We used TADs from Hi-C experiments in eight different human cell-types (HeLa, HUVEC, K562, KBM7, NHEK, IMR90, GM12878, and hESC) from two recent studies (Dixon et al. 2012; Rao et al. 2014). Notably, the called TADs differ in size between the two publications due to different resolution of Hi-C experiments and different algorithms used to call them from Hi-C contact matrices (Fig. A.8). TADs from (Rao et al. 2014) have a median size of around 240 kb and are nested, so that several small domains can occur within one ore more larger domains. In contrast TADs from (Dixon et al. 2012) are of 1 Mb on average and are defined as non-overlapping genomic intervals.

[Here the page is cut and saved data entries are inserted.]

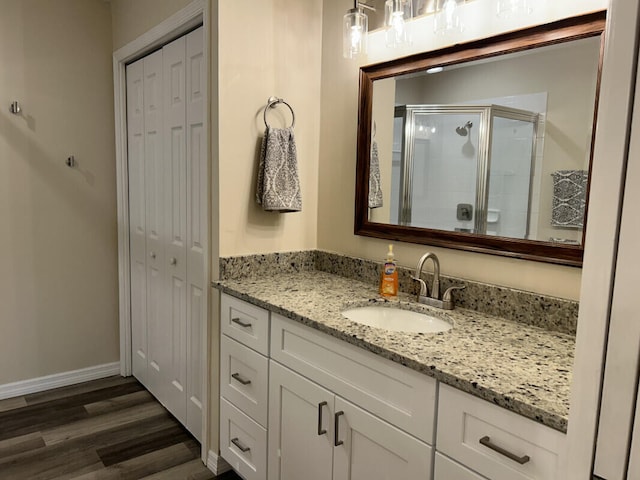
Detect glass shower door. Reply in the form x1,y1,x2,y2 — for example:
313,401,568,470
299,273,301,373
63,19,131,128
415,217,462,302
487,113,537,239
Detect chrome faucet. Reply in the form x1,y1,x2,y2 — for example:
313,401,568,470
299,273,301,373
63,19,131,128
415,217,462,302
412,252,465,310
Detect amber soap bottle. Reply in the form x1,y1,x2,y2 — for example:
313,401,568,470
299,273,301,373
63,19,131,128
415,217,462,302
379,244,399,298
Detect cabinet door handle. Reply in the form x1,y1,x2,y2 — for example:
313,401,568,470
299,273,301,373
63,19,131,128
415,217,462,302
334,411,344,446
317,401,328,436
231,373,252,385
169,257,177,266
149,251,156,259
479,436,530,465
231,437,251,453
231,317,252,328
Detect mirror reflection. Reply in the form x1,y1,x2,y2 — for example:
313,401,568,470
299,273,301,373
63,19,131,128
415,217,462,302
368,36,600,245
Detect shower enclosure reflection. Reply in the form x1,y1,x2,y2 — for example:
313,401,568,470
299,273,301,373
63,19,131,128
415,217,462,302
384,104,538,239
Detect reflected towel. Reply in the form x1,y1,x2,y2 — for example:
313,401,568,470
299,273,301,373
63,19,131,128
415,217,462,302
368,140,383,209
551,170,587,228
256,127,302,212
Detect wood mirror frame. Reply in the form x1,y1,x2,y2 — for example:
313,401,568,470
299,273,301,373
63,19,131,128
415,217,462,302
354,11,606,267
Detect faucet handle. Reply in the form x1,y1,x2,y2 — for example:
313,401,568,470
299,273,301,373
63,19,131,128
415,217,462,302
411,276,428,298
442,285,466,302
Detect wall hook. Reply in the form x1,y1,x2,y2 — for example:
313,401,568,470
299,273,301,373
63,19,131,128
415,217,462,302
9,101,21,115
65,156,76,168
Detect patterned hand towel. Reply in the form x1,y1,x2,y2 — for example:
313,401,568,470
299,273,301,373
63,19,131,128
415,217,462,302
368,140,383,209
551,170,588,228
256,127,302,212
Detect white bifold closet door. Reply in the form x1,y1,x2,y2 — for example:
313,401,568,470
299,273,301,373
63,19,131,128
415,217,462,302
126,26,206,441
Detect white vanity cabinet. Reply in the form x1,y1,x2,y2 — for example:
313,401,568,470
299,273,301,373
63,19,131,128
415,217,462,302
218,293,566,480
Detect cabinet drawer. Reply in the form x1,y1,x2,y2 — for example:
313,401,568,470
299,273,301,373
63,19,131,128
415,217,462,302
221,294,270,355
437,384,566,480
434,453,486,480
220,335,269,427
220,397,267,480
270,314,436,444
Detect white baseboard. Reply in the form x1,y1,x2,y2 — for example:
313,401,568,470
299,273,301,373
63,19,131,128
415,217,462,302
207,449,232,476
0,362,121,401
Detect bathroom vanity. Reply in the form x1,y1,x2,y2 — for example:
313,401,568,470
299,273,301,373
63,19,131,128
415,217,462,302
216,267,572,480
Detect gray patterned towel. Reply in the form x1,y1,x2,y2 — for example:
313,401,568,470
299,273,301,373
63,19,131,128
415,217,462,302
256,127,302,212
551,170,588,228
369,140,383,209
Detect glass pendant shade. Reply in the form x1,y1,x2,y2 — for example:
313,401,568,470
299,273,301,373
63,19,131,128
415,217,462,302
496,0,532,18
434,0,462,35
343,7,368,59
384,0,413,48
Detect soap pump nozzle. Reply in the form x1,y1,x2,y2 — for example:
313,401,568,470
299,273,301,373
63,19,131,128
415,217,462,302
386,244,394,261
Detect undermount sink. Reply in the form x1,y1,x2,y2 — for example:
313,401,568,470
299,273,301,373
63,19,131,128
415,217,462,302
341,305,453,334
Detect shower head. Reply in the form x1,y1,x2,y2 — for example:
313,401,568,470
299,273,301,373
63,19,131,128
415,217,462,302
456,121,473,136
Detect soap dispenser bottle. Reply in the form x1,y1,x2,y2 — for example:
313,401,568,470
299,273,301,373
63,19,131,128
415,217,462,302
379,244,399,298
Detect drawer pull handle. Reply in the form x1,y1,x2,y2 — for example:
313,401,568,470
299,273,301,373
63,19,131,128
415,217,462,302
334,411,344,446
479,436,530,465
231,437,251,453
231,373,252,385
231,317,252,328
317,401,328,436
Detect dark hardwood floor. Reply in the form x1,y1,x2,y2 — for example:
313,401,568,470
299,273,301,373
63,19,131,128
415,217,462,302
0,376,242,480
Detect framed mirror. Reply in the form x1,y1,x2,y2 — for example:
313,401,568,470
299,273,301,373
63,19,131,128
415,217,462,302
355,11,605,266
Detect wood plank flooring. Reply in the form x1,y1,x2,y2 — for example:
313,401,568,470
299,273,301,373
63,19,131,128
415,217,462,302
0,376,242,480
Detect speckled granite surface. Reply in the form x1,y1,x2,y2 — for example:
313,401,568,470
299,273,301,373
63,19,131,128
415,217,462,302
219,251,315,280
214,270,574,433
220,250,579,334
314,251,578,335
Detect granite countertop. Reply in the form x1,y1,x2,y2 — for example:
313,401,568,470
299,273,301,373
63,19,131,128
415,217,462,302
215,270,574,433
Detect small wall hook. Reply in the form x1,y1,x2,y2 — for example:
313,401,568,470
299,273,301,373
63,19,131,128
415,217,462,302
65,156,76,168
9,101,21,115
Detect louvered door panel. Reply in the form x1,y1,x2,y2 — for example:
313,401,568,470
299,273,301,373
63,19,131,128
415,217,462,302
143,49,166,400
185,26,206,441
126,58,148,386
162,35,188,424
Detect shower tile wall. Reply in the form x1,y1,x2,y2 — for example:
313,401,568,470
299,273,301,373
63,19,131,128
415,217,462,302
410,113,480,231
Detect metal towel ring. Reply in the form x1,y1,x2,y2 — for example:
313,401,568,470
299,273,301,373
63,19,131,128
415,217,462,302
264,96,295,129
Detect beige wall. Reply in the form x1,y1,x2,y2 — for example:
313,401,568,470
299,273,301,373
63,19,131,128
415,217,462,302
0,0,118,384
217,0,322,257
110,0,194,50
318,0,606,301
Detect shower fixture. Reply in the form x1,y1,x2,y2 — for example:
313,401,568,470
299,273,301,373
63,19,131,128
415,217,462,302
456,121,473,136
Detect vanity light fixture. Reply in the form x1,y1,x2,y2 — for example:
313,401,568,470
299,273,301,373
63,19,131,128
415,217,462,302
343,0,369,59
434,0,463,35
496,0,532,19
384,0,413,48
426,66,444,74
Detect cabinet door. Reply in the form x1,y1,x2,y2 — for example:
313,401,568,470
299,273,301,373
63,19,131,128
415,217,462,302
434,453,486,480
268,361,334,480
332,396,432,480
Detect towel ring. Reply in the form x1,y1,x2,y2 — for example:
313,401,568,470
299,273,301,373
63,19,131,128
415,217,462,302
264,96,295,129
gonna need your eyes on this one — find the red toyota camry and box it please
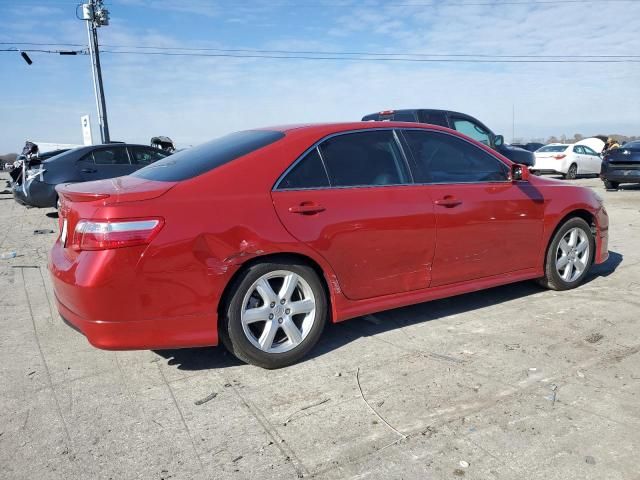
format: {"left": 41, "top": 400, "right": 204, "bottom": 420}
{"left": 49, "top": 123, "right": 609, "bottom": 368}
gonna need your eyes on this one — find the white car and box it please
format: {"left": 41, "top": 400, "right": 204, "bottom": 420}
{"left": 531, "top": 143, "right": 602, "bottom": 179}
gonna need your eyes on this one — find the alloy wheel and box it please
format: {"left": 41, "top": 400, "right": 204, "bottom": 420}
{"left": 555, "top": 227, "right": 590, "bottom": 282}
{"left": 240, "top": 270, "right": 316, "bottom": 354}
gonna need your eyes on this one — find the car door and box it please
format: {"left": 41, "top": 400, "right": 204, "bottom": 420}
{"left": 271, "top": 129, "right": 437, "bottom": 301}
{"left": 401, "top": 129, "right": 545, "bottom": 287}
{"left": 79, "top": 146, "right": 135, "bottom": 181}
{"left": 572, "top": 145, "right": 586, "bottom": 174}
{"left": 582, "top": 145, "right": 602, "bottom": 173}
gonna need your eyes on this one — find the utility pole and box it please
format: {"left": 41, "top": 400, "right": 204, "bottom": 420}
{"left": 81, "top": 0, "right": 110, "bottom": 143}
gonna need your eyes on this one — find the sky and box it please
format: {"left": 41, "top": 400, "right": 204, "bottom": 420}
{"left": 1, "top": 0, "right": 639, "bottom": 153}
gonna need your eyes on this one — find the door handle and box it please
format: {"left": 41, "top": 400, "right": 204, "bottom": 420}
{"left": 288, "top": 203, "right": 325, "bottom": 215}
{"left": 81, "top": 168, "right": 97, "bottom": 173}
{"left": 434, "top": 197, "right": 462, "bottom": 208}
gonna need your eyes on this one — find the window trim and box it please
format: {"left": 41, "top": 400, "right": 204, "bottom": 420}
{"left": 273, "top": 128, "right": 414, "bottom": 191}
{"left": 399, "top": 128, "right": 512, "bottom": 186}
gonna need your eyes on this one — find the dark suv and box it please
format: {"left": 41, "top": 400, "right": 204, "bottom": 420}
{"left": 600, "top": 140, "right": 640, "bottom": 190}
{"left": 362, "top": 109, "right": 535, "bottom": 166}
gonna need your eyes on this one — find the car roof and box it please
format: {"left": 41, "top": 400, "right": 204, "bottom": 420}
{"left": 266, "top": 121, "right": 454, "bottom": 135}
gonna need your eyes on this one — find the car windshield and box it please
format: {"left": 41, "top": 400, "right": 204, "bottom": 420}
{"left": 537, "top": 145, "right": 568, "bottom": 153}
{"left": 132, "top": 130, "right": 285, "bottom": 182}
{"left": 623, "top": 140, "right": 640, "bottom": 149}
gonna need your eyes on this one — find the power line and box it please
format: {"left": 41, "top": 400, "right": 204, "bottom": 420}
{"left": 2, "top": 42, "right": 639, "bottom": 59}
{"left": 98, "top": 49, "right": 640, "bottom": 63}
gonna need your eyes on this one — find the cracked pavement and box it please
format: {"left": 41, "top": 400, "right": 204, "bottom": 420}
{"left": 1, "top": 172, "right": 639, "bottom": 479}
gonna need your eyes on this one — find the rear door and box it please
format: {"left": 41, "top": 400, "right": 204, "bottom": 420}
{"left": 401, "top": 129, "right": 544, "bottom": 286}
{"left": 271, "top": 129, "right": 437, "bottom": 301}
{"left": 79, "top": 146, "right": 135, "bottom": 181}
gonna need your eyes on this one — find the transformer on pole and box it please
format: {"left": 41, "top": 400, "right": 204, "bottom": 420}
{"left": 81, "top": 0, "right": 111, "bottom": 144}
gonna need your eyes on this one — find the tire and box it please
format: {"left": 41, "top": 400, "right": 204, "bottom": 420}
{"left": 564, "top": 164, "right": 578, "bottom": 180}
{"left": 603, "top": 180, "right": 619, "bottom": 190}
{"left": 538, "top": 217, "right": 594, "bottom": 291}
{"left": 220, "top": 260, "right": 327, "bottom": 368}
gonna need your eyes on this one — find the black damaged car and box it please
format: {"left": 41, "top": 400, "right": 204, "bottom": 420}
{"left": 13, "top": 143, "right": 171, "bottom": 208}
{"left": 601, "top": 140, "right": 640, "bottom": 190}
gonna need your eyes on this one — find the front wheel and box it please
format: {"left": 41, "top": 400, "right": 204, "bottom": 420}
{"left": 221, "top": 261, "right": 327, "bottom": 368}
{"left": 603, "top": 180, "right": 619, "bottom": 190}
{"left": 538, "top": 217, "right": 594, "bottom": 291}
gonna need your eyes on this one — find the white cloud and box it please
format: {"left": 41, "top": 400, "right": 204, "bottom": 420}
{"left": 1, "top": 0, "right": 639, "bottom": 152}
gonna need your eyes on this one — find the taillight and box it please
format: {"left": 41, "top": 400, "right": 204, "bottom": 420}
{"left": 553, "top": 154, "right": 566, "bottom": 160}
{"left": 71, "top": 218, "right": 164, "bottom": 251}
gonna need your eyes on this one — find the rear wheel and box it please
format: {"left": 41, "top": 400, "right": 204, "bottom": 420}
{"left": 564, "top": 164, "right": 578, "bottom": 180}
{"left": 603, "top": 180, "right": 619, "bottom": 190}
{"left": 538, "top": 217, "right": 594, "bottom": 291}
{"left": 221, "top": 261, "right": 327, "bottom": 368}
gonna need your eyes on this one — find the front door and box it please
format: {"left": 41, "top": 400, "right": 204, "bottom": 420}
{"left": 401, "top": 129, "right": 545, "bottom": 287}
{"left": 271, "top": 129, "right": 437, "bottom": 301}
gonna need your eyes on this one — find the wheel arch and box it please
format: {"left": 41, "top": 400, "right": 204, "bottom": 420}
{"left": 217, "top": 251, "right": 336, "bottom": 328}
{"left": 543, "top": 208, "right": 597, "bottom": 267}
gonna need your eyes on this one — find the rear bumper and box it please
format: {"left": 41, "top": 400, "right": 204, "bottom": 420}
{"left": 54, "top": 292, "right": 218, "bottom": 350}
{"left": 13, "top": 180, "right": 57, "bottom": 208}
{"left": 601, "top": 168, "right": 640, "bottom": 184}
{"left": 49, "top": 240, "right": 220, "bottom": 350}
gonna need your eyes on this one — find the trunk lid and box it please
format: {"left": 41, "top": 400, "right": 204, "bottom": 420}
{"left": 606, "top": 147, "right": 640, "bottom": 164}
{"left": 56, "top": 176, "right": 176, "bottom": 204}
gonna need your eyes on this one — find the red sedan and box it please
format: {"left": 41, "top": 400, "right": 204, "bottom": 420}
{"left": 49, "top": 123, "right": 609, "bottom": 368}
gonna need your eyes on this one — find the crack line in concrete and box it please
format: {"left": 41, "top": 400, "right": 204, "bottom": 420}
{"left": 156, "top": 362, "right": 205, "bottom": 472}
{"left": 20, "top": 268, "right": 74, "bottom": 452}
{"left": 226, "top": 381, "right": 308, "bottom": 478}
{"left": 356, "top": 367, "right": 406, "bottom": 439}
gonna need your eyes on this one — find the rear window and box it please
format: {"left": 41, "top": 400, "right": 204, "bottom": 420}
{"left": 537, "top": 145, "right": 568, "bottom": 153}
{"left": 132, "top": 130, "right": 285, "bottom": 182}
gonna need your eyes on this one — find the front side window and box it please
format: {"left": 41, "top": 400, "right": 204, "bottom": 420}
{"left": 318, "top": 130, "right": 409, "bottom": 187}
{"left": 92, "top": 147, "right": 130, "bottom": 165}
{"left": 129, "top": 146, "right": 170, "bottom": 166}
{"left": 451, "top": 118, "right": 491, "bottom": 146}
{"left": 582, "top": 145, "right": 598, "bottom": 155}
{"left": 278, "top": 148, "right": 329, "bottom": 189}
{"left": 403, "top": 130, "right": 510, "bottom": 184}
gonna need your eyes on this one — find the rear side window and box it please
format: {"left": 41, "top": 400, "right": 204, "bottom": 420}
{"left": 278, "top": 148, "right": 329, "bottom": 189}
{"left": 403, "top": 130, "right": 509, "bottom": 183}
{"left": 319, "top": 130, "right": 409, "bottom": 187}
{"left": 420, "top": 111, "right": 448, "bottom": 127}
{"left": 537, "top": 145, "right": 568, "bottom": 153}
{"left": 92, "top": 147, "right": 130, "bottom": 165}
{"left": 133, "top": 130, "right": 285, "bottom": 182}
{"left": 390, "top": 112, "right": 418, "bottom": 122}
{"left": 129, "top": 146, "right": 170, "bottom": 165}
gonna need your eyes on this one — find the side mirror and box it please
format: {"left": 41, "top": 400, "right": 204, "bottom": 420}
{"left": 494, "top": 134, "right": 504, "bottom": 147}
{"left": 512, "top": 163, "right": 530, "bottom": 182}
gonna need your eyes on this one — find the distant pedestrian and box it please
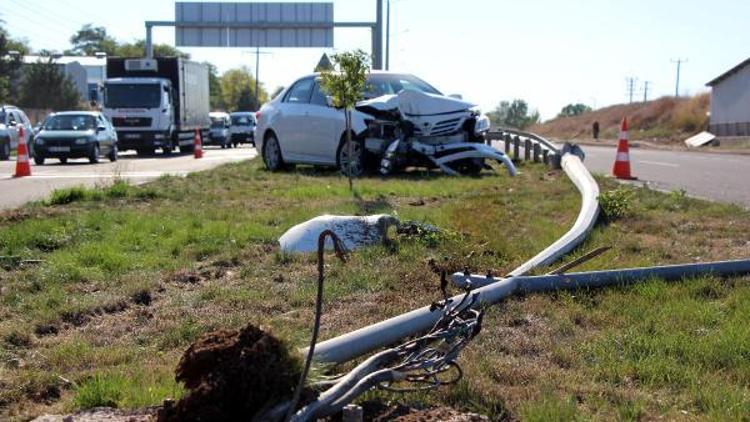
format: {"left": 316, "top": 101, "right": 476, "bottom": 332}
{"left": 592, "top": 121, "right": 600, "bottom": 140}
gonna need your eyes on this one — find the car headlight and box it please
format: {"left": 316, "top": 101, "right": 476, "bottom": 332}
{"left": 75, "top": 138, "right": 90, "bottom": 145}
{"left": 474, "top": 115, "right": 491, "bottom": 135}
{"left": 35, "top": 137, "right": 45, "bottom": 145}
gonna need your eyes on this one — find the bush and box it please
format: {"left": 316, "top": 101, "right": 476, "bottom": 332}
{"left": 599, "top": 188, "right": 635, "bottom": 221}
{"left": 105, "top": 180, "right": 131, "bottom": 198}
{"left": 671, "top": 93, "right": 709, "bottom": 133}
{"left": 47, "top": 187, "right": 87, "bottom": 205}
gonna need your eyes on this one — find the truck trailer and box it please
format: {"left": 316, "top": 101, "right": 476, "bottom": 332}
{"left": 103, "top": 57, "right": 210, "bottom": 155}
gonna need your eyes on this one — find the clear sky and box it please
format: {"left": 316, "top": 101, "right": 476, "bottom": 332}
{"left": 2, "top": 0, "right": 749, "bottom": 118}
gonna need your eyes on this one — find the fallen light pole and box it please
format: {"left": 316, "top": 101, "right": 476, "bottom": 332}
{"left": 312, "top": 259, "right": 750, "bottom": 364}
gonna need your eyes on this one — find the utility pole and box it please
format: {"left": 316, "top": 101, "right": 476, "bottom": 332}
{"left": 626, "top": 77, "right": 638, "bottom": 103}
{"left": 671, "top": 58, "right": 688, "bottom": 97}
{"left": 243, "top": 48, "right": 272, "bottom": 109}
{"left": 385, "top": 0, "right": 390, "bottom": 70}
{"left": 643, "top": 81, "right": 651, "bottom": 102}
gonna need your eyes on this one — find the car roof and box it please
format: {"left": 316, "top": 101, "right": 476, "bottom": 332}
{"left": 296, "top": 70, "right": 413, "bottom": 80}
{"left": 229, "top": 112, "right": 254, "bottom": 116}
{"left": 210, "top": 112, "right": 230, "bottom": 117}
{"left": 50, "top": 111, "right": 101, "bottom": 117}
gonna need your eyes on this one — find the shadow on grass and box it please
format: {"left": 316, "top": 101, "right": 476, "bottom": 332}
{"left": 270, "top": 164, "right": 505, "bottom": 182}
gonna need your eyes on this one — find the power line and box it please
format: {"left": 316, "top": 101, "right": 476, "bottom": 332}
{"left": 671, "top": 58, "right": 688, "bottom": 97}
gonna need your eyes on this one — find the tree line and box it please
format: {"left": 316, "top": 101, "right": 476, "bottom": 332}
{"left": 0, "top": 23, "right": 268, "bottom": 113}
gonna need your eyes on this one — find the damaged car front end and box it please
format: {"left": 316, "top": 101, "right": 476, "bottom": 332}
{"left": 356, "top": 90, "right": 515, "bottom": 176}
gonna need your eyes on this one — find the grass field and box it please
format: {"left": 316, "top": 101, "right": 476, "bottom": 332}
{"left": 1, "top": 158, "right": 749, "bottom": 420}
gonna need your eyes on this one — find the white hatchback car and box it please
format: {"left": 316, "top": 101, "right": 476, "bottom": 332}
{"left": 256, "top": 71, "right": 498, "bottom": 176}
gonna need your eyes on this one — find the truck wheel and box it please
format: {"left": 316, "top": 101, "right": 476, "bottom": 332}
{"left": 59, "top": 157, "right": 68, "bottom": 164}
{"left": 109, "top": 144, "right": 118, "bottom": 162}
{"left": 0, "top": 141, "right": 9, "bottom": 160}
{"left": 89, "top": 144, "right": 100, "bottom": 164}
{"left": 262, "top": 134, "right": 285, "bottom": 171}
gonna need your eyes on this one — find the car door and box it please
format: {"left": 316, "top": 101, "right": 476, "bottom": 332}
{"left": 96, "top": 115, "right": 112, "bottom": 154}
{"left": 305, "top": 80, "right": 346, "bottom": 164}
{"left": 275, "top": 77, "right": 314, "bottom": 161}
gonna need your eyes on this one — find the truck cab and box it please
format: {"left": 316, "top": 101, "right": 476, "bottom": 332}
{"left": 103, "top": 57, "right": 210, "bottom": 156}
{"left": 103, "top": 78, "right": 175, "bottom": 155}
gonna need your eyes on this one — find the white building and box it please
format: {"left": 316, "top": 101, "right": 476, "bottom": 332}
{"left": 22, "top": 55, "right": 107, "bottom": 103}
{"left": 706, "top": 58, "right": 750, "bottom": 137}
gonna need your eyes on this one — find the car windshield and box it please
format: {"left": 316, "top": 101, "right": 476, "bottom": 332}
{"left": 231, "top": 115, "right": 253, "bottom": 125}
{"left": 44, "top": 115, "right": 97, "bottom": 131}
{"left": 364, "top": 74, "right": 442, "bottom": 99}
{"left": 210, "top": 117, "right": 228, "bottom": 128}
{"left": 105, "top": 83, "right": 161, "bottom": 108}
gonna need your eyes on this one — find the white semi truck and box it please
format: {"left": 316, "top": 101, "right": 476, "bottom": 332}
{"left": 103, "top": 57, "right": 210, "bottom": 155}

We hypothesised that paralog gene pairs might be located more often in the same TAD than expected by chance. Indeed, we found that, depending on cell-type and study, between $35\%$ and $73\%$ of close paralog pairs are located in the same TAD (Fig. 2.3A). In seven out of nine data sets this difference was significant ($p<0.05$) with respect to the sampled control gene pairs with the same linear distance. We also calculated a set of $n=2,624$ stable TADs that are found in more than 50% of cell types analysed in (Rao et al. 2014). Notably, we found for paralog pairs a $1.25$ fold enrichment to be located in the same stable TADs compared to sampled gene pairs ($p=0.00013$, stable_TADs in Fig. 2.3A).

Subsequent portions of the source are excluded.